Pilgub Jatim Belum Mulai, Kubu Gus Ipul Sudah Meradang

0
663

Nusantara.news, Surabaya – Pengamat Politik senior sekaligus pengajar Departemen Politik FISIP Universitas Airlangga, Airlangga Pribadi menilai, manuver yang dilakukan oleh Ketua Umum Partai Kebangkitan Bangsa (PKB) Muhaimin Iskandar tidak tepat. Seiring dengan desakannya kepada Presiden Joko Widodo agar tidak memberi ijin Menteri Khofifah Indar Parawansa maju Pilihan Gubernur Jawa Timur 2018.

Menurutnya, peryataan Cak Imin sebutan akrab Muhaimin Iskandar tidak mencerminkan demokrasi, mengingat, maju atau tidaknya Mensos Khofifah adalah hak kosntitusional Khofifah sendiri dan merupakan pilihan politik setiap warga negara Indonesia yang harus dihormati bersama.

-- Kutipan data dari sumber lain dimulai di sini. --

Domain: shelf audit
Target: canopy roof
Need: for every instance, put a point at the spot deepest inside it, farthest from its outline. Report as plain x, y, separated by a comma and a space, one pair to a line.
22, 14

“Dari catatan saya, Khofifah mempunyai potensi dan peluang yang besar untuk menang di Pilgub Jatim 2018. Apalagi modal Khofifah sudah kuat, justru pernah maju dua kali di Pilgub Jatim, meski gagal, namun popularitas Mensos satu ini tidak pudar, bahkan semakin melambung, seperti diketahui bersama dua kali maju dan gagal dikarenakan ada indikasi penghadangan terhadap Khofifah,” jelasnya kepada Nusantara.news, Sabtu (8/7/2017).

Soal banyaknya kader NU yang maju di Pilgub Jatim seperti petahana Saifullah Yusuf atau Gus Ipul, Khofifah, Walikota Surabaya Tri Rismaharini maupun Bupati Banyuwangi Abdullah Azwar Anas. Airlangga punya pendapat tersendiri, menurutnya, justru NU harus bersyukur memiliki kader yang mumpuni untuk menjadi seorang pemimpin. Namun yang harus diingat dan dilihat siapa sesungguhnya yang betul-betul mumpuni, berkapasitas, berintegritas dan mampu mendapatkan kepercayaan rakyat.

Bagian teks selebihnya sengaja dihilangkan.